不眠症の最も一般的な治療方法である「睡眠導入剤」について、その仕組みやメカニズムを見ていきましょう。

現在主流となっている薬は、脳の興奮を制御する「ベンゾジアゼピン系」と「非ベンゾジアゼピン系」と言われる2つのお薬です。

・ベンゾジアゼピン

GABAという脳内の抑制性の神経伝達物質の働きを助けることによって鎮静・傾眠作用を表します。短時間型から長時間型までの種類があり、2022年現在一番使われている睡眠導入剤です。筋弛緩作用がふらつきや転倒などを招くことがあり、耐性や依存性があります。

【薬品名】

 超短時間型:ハルシオン(トリアゾラム)

 短時間型:レンドルミン(ブロチゾラム)・エバミール/ロラメット(ロルメタゼパム)・リスミー(リルマザホン)・デパス(エチゾラム)・サイレース/ロヒプノール(フルニトラゼパム)

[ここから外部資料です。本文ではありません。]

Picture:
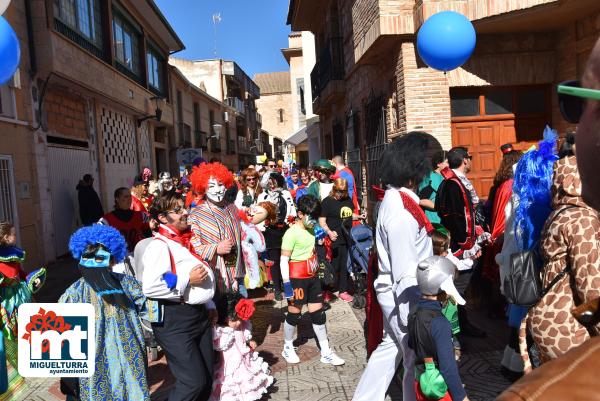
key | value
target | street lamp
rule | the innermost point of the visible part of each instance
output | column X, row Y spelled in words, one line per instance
column 157, row 112
column 217, row 130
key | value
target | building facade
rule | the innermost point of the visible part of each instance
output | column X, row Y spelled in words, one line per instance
column 275, row 106
column 227, row 82
column 370, row 86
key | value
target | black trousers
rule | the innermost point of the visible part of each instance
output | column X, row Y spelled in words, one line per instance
column 274, row 255
column 339, row 259
column 186, row 338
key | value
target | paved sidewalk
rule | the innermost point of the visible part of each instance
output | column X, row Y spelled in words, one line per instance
column 310, row 380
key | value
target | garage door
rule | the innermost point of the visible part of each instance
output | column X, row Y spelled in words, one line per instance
column 67, row 166
column 120, row 150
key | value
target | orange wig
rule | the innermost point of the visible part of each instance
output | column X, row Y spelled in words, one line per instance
column 205, row 172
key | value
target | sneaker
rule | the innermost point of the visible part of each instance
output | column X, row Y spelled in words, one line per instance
column 344, row 296
column 290, row 356
column 332, row 359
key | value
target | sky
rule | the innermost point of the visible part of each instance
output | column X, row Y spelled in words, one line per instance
column 251, row 32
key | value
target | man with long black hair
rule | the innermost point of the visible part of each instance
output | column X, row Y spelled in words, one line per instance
column 403, row 241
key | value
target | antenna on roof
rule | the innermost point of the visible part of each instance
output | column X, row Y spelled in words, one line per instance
column 216, row 20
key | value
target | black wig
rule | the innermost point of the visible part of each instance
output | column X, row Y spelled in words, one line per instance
column 407, row 160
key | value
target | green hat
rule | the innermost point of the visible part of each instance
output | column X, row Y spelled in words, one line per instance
column 324, row 164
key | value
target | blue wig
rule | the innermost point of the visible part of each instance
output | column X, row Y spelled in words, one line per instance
column 532, row 183
column 98, row 234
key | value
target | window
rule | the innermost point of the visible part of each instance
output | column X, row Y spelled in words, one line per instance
column 155, row 70
column 126, row 44
column 498, row 102
column 7, row 101
column 81, row 16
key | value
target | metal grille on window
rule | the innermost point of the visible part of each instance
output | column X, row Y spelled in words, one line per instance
column 119, row 138
column 376, row 134
column 8, row 207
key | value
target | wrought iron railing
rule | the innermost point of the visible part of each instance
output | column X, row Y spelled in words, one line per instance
column 329, row 66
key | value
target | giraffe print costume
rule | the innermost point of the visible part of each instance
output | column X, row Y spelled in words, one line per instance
column 573, row 238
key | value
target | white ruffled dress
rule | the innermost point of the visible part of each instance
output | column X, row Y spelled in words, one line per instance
column 240, row 374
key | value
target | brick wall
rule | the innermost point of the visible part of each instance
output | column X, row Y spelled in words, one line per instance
column 268, row 106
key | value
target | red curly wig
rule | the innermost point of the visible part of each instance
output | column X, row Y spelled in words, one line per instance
column 201, row 174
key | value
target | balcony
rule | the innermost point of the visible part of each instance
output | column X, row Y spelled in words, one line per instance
column 243, row 146
column 200, row 139
column 237, row 104
column 327, row 77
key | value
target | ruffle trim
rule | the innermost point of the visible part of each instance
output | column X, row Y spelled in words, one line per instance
column 12, row 254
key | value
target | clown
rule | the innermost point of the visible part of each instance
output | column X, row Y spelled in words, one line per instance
column 119, row 304
column 216, row 227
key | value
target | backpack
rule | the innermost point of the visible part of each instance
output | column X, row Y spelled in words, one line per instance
column 523, row 283
column 281, row 208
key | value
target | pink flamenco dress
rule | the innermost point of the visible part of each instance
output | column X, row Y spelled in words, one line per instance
column 240, row 374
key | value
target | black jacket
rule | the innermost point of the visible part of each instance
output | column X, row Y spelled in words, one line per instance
column 450, row 206
column 90, row 207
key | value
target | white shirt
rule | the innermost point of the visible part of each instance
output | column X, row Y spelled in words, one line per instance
column 401, row 245
column 156, row 261
column 325, row 189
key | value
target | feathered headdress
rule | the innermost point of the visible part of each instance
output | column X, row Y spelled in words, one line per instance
column 201, row 174
column 532, row 183
column 112, row 240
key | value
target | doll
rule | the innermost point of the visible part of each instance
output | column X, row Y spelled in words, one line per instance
column 16, row 288
column 240, row 374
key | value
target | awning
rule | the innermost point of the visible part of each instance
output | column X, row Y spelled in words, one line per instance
column 297, row 137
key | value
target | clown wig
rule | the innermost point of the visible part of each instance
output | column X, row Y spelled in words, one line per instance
column 532, row 183
column 95, row 234
column 205, row 172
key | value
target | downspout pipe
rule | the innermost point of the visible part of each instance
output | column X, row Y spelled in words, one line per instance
column 31, row 41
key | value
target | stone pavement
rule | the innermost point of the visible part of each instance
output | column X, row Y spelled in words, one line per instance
column 310, row 380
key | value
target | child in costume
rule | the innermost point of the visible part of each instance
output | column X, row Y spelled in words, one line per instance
column 16, row 288
column 253, row 241
column 240, row 373
column 119, row 304
column 430, row 333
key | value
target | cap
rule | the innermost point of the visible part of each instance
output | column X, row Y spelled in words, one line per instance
column 435, row 274
column 506, row 148
column 323, row 164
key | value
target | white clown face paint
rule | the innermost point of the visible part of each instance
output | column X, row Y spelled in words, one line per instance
column 215, row 191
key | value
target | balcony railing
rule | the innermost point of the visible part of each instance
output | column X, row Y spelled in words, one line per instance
column 329, row 66
column 200, row 139
column 243, row 146
column 237, row 104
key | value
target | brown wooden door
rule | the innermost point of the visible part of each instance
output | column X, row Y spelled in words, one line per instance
column 483, row 139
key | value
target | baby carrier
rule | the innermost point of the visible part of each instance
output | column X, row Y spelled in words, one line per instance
column 360, row 242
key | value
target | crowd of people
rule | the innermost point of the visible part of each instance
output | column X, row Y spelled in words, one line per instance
column 177, row 259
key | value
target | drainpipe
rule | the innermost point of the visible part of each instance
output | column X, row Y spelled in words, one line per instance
column 31, row 42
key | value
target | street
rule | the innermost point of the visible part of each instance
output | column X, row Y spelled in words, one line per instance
column 310, row 380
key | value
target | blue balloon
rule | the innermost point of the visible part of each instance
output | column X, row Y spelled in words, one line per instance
column 446, row 40
column 10, row 53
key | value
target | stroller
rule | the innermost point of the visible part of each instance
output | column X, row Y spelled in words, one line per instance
column 360, row 242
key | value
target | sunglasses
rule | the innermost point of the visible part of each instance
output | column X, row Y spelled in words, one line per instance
column 571, row 99
column 177, row 210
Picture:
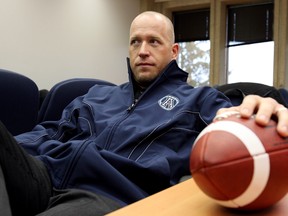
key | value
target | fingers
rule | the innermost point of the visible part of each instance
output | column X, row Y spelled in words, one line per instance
column 282, row 115
column 263, row 108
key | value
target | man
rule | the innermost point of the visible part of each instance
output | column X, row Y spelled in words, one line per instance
column 118, row 144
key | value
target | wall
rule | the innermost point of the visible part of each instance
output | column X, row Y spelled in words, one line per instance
column 53, row 40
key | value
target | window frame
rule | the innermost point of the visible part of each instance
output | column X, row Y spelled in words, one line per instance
column 218, row 32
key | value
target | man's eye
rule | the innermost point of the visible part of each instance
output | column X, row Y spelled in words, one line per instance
column 134, row 42
column 154, row 42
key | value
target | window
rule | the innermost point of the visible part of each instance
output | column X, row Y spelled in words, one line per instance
column 250, row 44
column 192, row 34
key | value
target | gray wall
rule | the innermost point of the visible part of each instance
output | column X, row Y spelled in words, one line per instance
column 53, row 40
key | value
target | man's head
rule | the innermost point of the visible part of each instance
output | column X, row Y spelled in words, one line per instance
column 151, row 46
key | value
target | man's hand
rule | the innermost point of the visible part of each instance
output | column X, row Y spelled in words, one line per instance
column 264, row 108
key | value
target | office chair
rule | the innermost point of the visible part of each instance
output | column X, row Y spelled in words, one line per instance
column 62, row 94
column 19, row 98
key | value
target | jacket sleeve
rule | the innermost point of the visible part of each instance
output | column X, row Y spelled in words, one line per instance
column 75, row 124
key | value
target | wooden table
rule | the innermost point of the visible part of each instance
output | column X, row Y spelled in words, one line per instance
column 186, row 199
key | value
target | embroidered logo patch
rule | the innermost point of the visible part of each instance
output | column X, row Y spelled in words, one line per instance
column 168, row 102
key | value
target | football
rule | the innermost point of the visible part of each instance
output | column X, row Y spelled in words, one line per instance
column 241, row 164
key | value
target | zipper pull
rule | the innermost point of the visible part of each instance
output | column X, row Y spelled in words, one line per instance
column 132, row 105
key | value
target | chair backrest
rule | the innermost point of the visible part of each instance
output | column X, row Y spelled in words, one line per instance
column 62, row 94
column 19, row 98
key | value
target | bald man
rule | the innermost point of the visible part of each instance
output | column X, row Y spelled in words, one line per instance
column 118, row 144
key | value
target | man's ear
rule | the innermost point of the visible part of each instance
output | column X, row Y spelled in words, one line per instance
column 175, row 50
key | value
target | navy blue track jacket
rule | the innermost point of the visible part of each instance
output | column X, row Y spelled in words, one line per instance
column 106, row 143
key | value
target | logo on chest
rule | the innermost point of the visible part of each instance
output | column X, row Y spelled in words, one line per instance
column 168, row 102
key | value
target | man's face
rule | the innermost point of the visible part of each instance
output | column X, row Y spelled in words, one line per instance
column 150, row 48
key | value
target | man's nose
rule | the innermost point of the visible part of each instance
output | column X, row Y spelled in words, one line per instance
column 144, row 50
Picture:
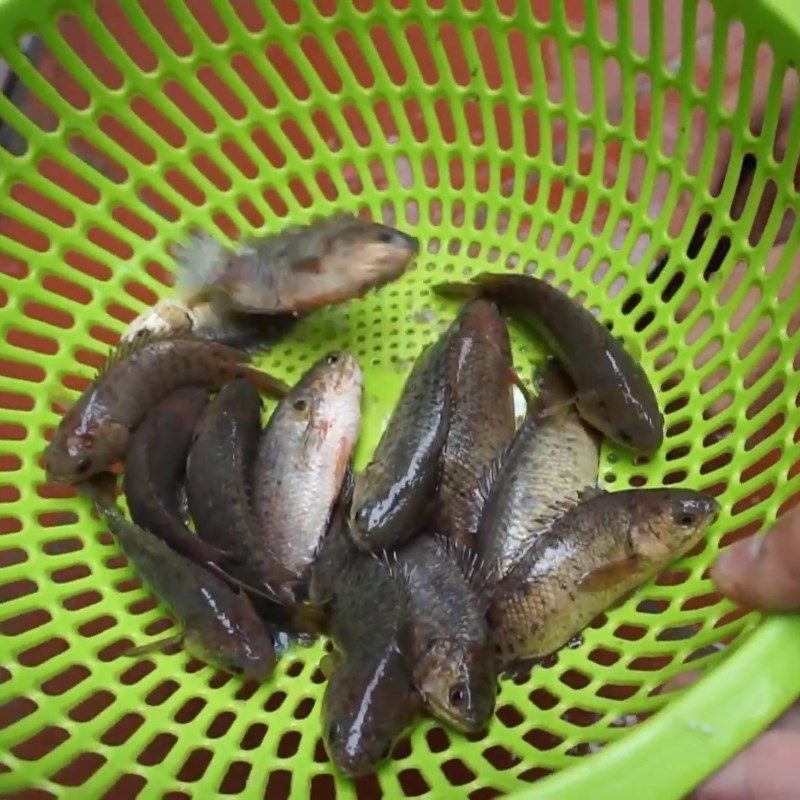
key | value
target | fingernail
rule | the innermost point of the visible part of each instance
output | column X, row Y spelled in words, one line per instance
column 736, row 560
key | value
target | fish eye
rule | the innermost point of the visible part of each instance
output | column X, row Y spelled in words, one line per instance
column 458, row 695
column 335, row 731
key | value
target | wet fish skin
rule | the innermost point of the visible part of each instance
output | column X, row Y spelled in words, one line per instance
column 155, row 472
column 454, row 664
column 552, row 461
column 613, row 392
column 590, row 558
column 482, row 419
column 370, row 698
column 299, row 268
column 95, row 432
column 303, row 458
column 394, row 494
column 219, row 478
column 219, row 625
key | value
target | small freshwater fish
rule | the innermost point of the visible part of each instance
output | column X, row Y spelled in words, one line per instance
column 454, row 664
column 219, row 626
column 298, row 269
column 481, row 418
column 552, row 462
column 394, row 495
column 588, row 559
column 612, row 391
column 219, row 487
column 303, row 458
column 94, row 433
column 370, row 698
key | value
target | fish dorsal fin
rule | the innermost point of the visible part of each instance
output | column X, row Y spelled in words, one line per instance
column 475, row 570
column 126, row 349
column 482, row 488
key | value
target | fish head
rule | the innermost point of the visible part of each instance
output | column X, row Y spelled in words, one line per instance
column 242, row 647
column 667, row 522
column 622, row 416
column 458, row 681
column 327, row 402
column 366, row 253
column 77, row 453
column 367, row 705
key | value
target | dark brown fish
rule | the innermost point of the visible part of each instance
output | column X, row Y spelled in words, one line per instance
column 155, row 470
column 481, row 418
column 551, row 463
column 219, row 626
column 394, row 495
column 297, row 269
column 303, row 457
column 370, row 697
column 94, row 433
column 587, row 560
column 454, row 664
column 612, row 391
column 219, row 478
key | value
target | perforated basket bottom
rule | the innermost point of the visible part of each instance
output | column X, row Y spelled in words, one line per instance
column 501, row 139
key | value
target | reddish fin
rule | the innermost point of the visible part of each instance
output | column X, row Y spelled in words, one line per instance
column 266, row 383
column 609, row 576
column 154, row 647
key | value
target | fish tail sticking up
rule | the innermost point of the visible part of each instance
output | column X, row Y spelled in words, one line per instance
column 200, row 264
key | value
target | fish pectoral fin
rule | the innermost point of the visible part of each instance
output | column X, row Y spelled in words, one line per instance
column 330, row 662
column 311, row 264
column 515, row 380
column 455, row 290
column 157, row 646
column 265, row 383
column 609, row 575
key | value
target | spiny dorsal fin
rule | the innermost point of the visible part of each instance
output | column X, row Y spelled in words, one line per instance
column 126, row 349
column 472, row 566
column 483, row 486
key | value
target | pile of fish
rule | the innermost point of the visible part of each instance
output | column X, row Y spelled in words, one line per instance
column 468, row 543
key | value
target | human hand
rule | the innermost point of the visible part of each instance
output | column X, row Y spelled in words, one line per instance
column 763, row 573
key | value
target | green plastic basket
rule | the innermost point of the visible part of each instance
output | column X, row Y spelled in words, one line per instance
column 582, row 141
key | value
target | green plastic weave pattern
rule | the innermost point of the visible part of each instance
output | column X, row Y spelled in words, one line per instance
column 582, row 141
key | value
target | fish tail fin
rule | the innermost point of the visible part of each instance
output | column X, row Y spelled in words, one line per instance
column 457, row 290
column 200, row 264
column 266, row 383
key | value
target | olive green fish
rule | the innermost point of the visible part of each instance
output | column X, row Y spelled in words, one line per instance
column 219, row 626
column 303, row 457
column 394, row 495
column 299, row 268
column 370, row 698
column 481, row 418
column 219, row 486
column 93, row 435
column 612, row 391
column 454, row 665
column 587, row 560
column 551, row 463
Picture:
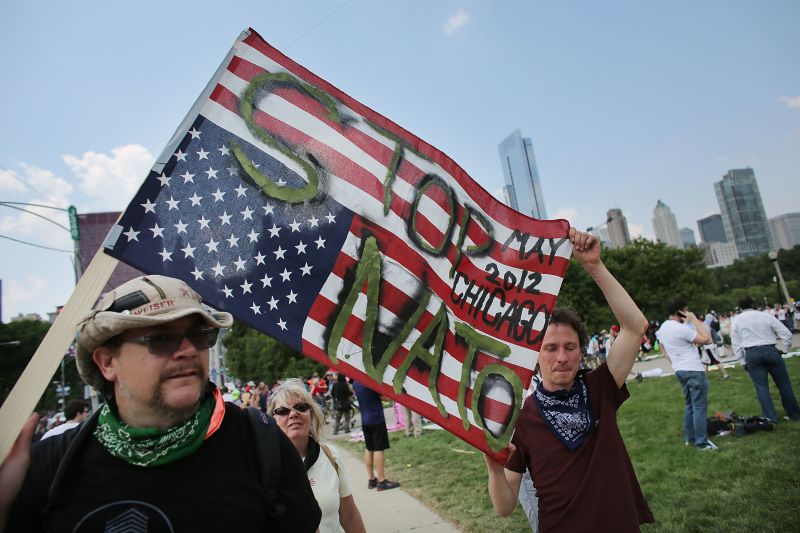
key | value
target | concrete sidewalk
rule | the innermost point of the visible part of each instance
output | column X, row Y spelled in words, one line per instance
column 387, row 511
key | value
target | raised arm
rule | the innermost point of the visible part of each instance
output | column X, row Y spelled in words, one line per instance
column 632, row 323
column 503, row 486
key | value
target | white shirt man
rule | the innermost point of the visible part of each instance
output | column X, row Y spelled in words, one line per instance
column 679, row 345
column 754, row 335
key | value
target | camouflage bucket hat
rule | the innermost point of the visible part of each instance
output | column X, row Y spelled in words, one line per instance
column 140, row 302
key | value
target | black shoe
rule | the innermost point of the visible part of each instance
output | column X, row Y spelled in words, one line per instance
column 387, row 484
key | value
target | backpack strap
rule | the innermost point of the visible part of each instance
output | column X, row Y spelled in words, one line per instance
column 72, row 442
column 330, row 457
column 265, row 432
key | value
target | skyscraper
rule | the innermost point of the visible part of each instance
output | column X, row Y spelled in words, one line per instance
column 786, row 230
column 523, row 190
column 687, row 238
column 618, row 228
column 743, row 214
column 665, row 226
column 711, row 229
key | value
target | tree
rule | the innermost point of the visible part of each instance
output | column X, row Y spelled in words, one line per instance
column 15, row 358
column 251, row 355
column 652, row 273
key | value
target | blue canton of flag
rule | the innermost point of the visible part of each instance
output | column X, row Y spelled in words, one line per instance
column 261, row 259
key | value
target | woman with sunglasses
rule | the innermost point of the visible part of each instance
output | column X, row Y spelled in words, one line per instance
column 301, row 418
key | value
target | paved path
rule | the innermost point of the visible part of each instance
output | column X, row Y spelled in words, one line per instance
column 388, row 511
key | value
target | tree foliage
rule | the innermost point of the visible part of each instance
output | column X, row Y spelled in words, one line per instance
column 15, row 358
column 251, row 355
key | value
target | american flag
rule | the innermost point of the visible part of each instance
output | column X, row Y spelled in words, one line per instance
column 455, row 266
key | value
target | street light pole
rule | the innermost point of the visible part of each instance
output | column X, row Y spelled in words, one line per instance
column 773, row 256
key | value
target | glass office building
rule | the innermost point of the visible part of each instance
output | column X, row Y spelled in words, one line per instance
column 523, row 190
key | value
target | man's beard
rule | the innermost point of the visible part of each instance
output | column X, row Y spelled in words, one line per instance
column 158, row 403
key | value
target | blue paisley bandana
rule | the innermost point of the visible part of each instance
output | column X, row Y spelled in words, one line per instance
column 568, row 413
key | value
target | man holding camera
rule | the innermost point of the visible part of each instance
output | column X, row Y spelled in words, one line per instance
column 679, row 338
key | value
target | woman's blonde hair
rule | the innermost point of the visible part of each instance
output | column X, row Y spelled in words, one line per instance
column 295, row 389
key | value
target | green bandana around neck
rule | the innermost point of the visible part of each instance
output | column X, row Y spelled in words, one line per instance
column 153, row 446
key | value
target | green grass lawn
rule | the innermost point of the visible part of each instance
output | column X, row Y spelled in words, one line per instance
column 750, row 484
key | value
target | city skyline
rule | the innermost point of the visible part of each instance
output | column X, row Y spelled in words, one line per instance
column 523, row 187
column 621, row 113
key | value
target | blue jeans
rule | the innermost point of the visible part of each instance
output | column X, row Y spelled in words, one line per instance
column 767, row 359
column 695, row 393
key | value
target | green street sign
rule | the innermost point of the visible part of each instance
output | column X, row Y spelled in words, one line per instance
column 73, row 223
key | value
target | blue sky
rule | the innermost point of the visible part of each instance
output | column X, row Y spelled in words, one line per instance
column 626, row 102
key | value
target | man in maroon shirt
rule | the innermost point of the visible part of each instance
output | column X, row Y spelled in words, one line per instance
column 567, row 434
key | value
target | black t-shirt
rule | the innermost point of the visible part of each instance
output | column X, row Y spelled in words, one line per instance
column 217, row 488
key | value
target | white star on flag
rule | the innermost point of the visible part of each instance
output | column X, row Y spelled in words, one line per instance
column 246, row 287
column 218, row 269
column 149, row 207
column 132, row 235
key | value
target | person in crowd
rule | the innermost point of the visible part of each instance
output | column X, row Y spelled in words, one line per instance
column 754, row 335
column 342, row 396
column 300, row 417
column 76, row 412
column 679, row 337
column 376, row 438
column 711, row 352
column 566, row 433
column 163, row 439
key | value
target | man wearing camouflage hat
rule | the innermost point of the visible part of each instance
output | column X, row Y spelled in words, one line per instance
column 159, row 451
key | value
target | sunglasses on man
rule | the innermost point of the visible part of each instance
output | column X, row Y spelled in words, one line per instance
column 298, row 407
column 167, row 343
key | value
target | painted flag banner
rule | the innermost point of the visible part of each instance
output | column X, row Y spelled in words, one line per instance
column 323, row 224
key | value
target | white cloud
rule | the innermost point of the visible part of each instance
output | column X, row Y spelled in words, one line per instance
column 111, row 180
column 31, row 289
column 569, row 213
column 455, row 22
column 636, row 230
column 50, row 190
column 791, row 101
column 43, row 182
column 9, row 182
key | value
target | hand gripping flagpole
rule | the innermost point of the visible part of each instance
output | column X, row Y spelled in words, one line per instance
column 37, row 375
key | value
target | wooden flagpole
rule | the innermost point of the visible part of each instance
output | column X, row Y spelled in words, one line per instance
column 37, row 375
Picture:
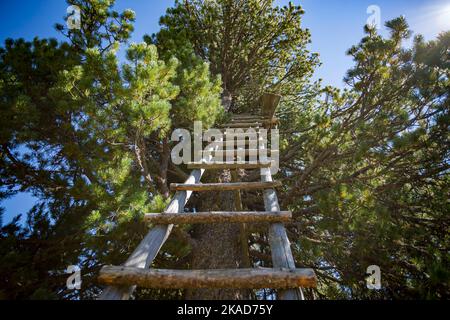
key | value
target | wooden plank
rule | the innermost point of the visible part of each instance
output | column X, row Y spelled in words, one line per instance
column 214, row 278
column 145, row 253
column 224, row 186
column 243, row 125
column 223, row 166
column 279, row 243
column 263, row 119
column 218, row 217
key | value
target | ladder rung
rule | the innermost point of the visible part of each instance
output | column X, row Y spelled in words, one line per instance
column 224, row 186
column 218, row 217
column 212, row 165
column 243, row 125
column 214, row 278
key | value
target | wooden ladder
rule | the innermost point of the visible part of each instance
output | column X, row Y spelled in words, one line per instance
column 122, row 280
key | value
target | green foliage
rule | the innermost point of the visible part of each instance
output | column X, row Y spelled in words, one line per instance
column 365, row 169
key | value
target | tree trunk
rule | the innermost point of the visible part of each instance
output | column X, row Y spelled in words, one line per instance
column 218, row 246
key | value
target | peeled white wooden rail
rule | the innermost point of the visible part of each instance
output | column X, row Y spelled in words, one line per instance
column 145, row 253
column 278, row 240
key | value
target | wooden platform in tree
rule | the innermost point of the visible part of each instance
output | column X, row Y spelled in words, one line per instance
column 224, row 186
column 223, row 166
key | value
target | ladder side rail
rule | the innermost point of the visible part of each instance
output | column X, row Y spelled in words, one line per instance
column 145, row 253
column 278, row 240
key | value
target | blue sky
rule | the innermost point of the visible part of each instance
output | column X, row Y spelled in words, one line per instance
column 335, row 26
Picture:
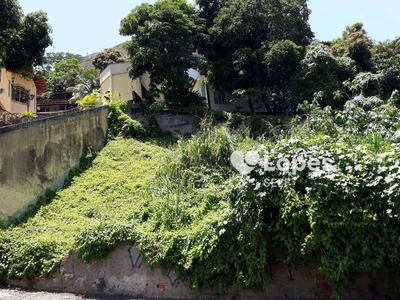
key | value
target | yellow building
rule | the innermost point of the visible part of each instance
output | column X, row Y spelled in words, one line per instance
column 17, row 94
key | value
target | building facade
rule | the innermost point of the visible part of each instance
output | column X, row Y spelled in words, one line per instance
column 17, row 94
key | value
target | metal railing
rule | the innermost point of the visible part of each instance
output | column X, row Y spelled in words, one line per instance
column 8, row 118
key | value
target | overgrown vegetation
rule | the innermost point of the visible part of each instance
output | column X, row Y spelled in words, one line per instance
column 186, row 207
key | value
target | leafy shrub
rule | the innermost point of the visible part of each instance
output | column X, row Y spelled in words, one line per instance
column 97, row 241
column 28, row 114
column 93, row 99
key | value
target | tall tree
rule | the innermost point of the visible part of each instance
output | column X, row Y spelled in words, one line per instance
column 69, row 77
column 107, row 57
column 23, row 39
column 242, row 34
column 163, row 36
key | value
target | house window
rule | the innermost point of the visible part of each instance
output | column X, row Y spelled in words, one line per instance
column 221, row 98
column 20, row 94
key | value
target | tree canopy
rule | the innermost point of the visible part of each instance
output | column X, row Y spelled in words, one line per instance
column 163, row 36
column 256, row 49
column 107, row 57
column 23, row 39
column 69, row 78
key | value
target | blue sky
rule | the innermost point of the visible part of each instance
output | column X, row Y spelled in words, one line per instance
column 88, row 26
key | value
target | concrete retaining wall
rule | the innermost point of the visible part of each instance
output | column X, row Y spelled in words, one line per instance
column 38, row 155
column 124, row 273
column 169, row 120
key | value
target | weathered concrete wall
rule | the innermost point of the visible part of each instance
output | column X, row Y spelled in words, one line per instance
column 125, row 273
column 169, row 120
column 37, row 155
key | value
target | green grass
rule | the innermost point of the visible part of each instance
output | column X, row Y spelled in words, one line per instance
column 186, row 208
column 103, row 196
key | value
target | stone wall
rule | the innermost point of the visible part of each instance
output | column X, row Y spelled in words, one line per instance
column 38, row 155
column 169, row 120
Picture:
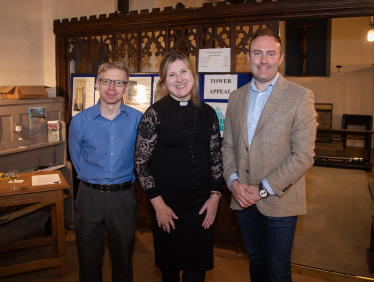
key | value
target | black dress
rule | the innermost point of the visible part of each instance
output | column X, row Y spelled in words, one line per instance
column 178, row 156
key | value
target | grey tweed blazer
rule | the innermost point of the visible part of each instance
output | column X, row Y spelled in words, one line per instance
column 282, row 148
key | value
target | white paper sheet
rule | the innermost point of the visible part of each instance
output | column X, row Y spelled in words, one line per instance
column 46, row 179
column 219, row 86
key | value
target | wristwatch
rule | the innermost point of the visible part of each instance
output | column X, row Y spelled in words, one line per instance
column 263, row 192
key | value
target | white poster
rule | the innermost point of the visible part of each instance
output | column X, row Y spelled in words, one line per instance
column 156, row 80
column 139, row 94
column 220, row 109
column 220, row 86
column 214, row 60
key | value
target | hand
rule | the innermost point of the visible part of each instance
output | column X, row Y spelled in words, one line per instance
column 164, row 214
column 242, row 192
column 255, row 196
column 211, row 206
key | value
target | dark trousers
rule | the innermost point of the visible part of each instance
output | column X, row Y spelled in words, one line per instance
column 268, row 242
column 97, row 212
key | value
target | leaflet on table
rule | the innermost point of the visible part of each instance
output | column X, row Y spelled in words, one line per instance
column 46, row 179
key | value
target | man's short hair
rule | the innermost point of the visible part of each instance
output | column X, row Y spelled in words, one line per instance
column 266, row 32
column 112, row 65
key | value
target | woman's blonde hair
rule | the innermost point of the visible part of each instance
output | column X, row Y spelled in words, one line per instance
column 164, row 67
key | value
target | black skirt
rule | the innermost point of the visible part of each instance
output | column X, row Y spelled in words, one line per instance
column 189, row 246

 中間型:ユーロジン(エスタゾラム)・ベンザリン/ネルボン(ニトラゼパム)

 長時間型:ドラール(クアゼパム)

・非ベンゾジアゼピン

ベンゾジアゼピン系を改良して、筋弛緩作用を少なくしてふらつきや転倒などの副作用を減らしたもので安全性、耐性、依存性もベンゾジアゼピン系より少ないと言われています。ただ欠点としては非ベンゾジアゼピン系睡眠薬は、作用時間の短い短時間型しかありません。

【薬品名】

 超短時間型:マイスリ―(ゾルピデム)・アモバン(ゾピクロン)・ルネスタ(エスゾピクロン)

 

また近年では睡眠・覚醒の周期に関係する生理的な物質の働きを調整するため耐性がなく、極めて依存性の少ない薬も出てきました。

・メラトニン受容体作動薬

メラトニンという睡眠覚醒のリズムをコントロールする脳内物質があります。夕方から夜間にかけてメラトニンの濃度が上昇することで自然な眠気が生じるとされています。そこで、メラトニンと同じように脳内に作用することで自然な眠気が生じることを目指した薬ですが、効果が弱く個人差があります。2014年発売。

【薬品名】ロゼレム(ラメルテオン・メラトベル

・オレキシン受容体拮抗薬

視床下部から放出される覚醒ホルモンであるオレキシンを抑制し,覚醒レベルを低下させることで眠りに導くお薬です。中途覚醒や早朝覚醒には一定の効果がありますが、入眠障害には効果が弱く、レム睡眠を増加させて夢が増え悪夢となってしまうことがあります。2015年発売。

【薬品名】ベルソムラ(スボレキサント)・デエビゴ

 

以上、4種類のお薬が睡眠導入剤として一般的に普及しているものですが、効果が高く汎用性のある「ベンゾジアゼピン系」は、ふらつきなどの副作用に加え耐性や依存性が高く、長期服用により効き目が減少したり、急な減量や服用を中断すると服用前より強い不眠が現れたり、不安、振戦、せん妄、幻覚などの離脱症状が起きるなどリスクが伴います。「非ベンゾジアゼピン系」は副作用はないものの、依然耐性や依存性はあります。一方で近年開発された「メラトニン受容体作動薬」や「オレキシン受容体拮抗薬」は体内の生理的な物質の働きを調整するので、耐性がなく依存性は極めて少ないのですが、体に優しい分ベンゾジアゼピン系と比べて、効果が弱かったり個人差がかなりあるようです。